Challenges we ran into
The biggest challenge for me was learning how to use and implement the google maps API because I went back and forth with what I wanted the code to be able to do. Initially, I was adamant about the app being able to pin your location in the background in order to navigate you to the closest store in the shortest time, once the stores were shortlisted for affordability. However, given the time restraints, I actually purchased the google maps API for its existing distance measuring AND nearby search options and found that they have a geocaching function as well. Fine-tuning the details for webscraping the tables throughout the code was also the longest problem-solving session because getting the right data with BeautifulSoup when the tags don't have specific classifiers is truly a trial in patience and perseverance.

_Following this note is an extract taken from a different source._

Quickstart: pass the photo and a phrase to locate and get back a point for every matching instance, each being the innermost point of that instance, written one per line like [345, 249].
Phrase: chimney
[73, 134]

Accomplishments that we're proud of
I personally am super happy with how much practice I have been able to gain with BeautifulSoup. When I took my first coding class last semester, it was Data Manipulation with Python and the whole bs4 section was the most frustrating for me. All the mentors I approached for help advised me that there won't be enough time to troubleshoot the particular problem I was having since I started my project on Saturday night around 8pm (!!!), but I just couldn't leave it. I HAD to know how to code it right, not just "hard-coding" the values I needed. The moment I figured it out and it worked was such a proud moment and made me feel like flying.
What we learned
I have never, EVER imagined I could ideate, plan, and execute a project like this 1) in general, 2) on my own, 3) in such a short time, and 4) with this much fun and sense of community. It's my first hackathon, and my first time ever coding outside of the one coding class I took. The biggest lesson was the approachability of concepts that seemed intimidating and people who seemed so far removed from myself in their expertise and levels of knowledge. Intimidation just dissipated after the first day and anticipation replaced it! I loved my time at HackGT and will absolutely be looking for and participating in other hackathons forever.
What's next for Find Me Grocery
Oh my gosh, so much! I want the live location finding after we make the origin address a user-input street address option which the google API can translate into the coordinates it needs. I want the allergens block to account for and handle multiple criteria simultaneously, and for the results to be tiered and weighted with various weights for different allergens depending on their priority to the users. Speaking of priority, I want users to rank the importance of distance, total time shopping time, exact item match, item affordability, and total estimated budget options so that the code can provide a super personalized shortlist of stores and grocery list items. The other big section that was unfinished was out of a desire to pull price info for the same items in different stores for comparison so the best match store would be one that ranks best in terms of closeness AND best prices for all items. There is always room to thrive.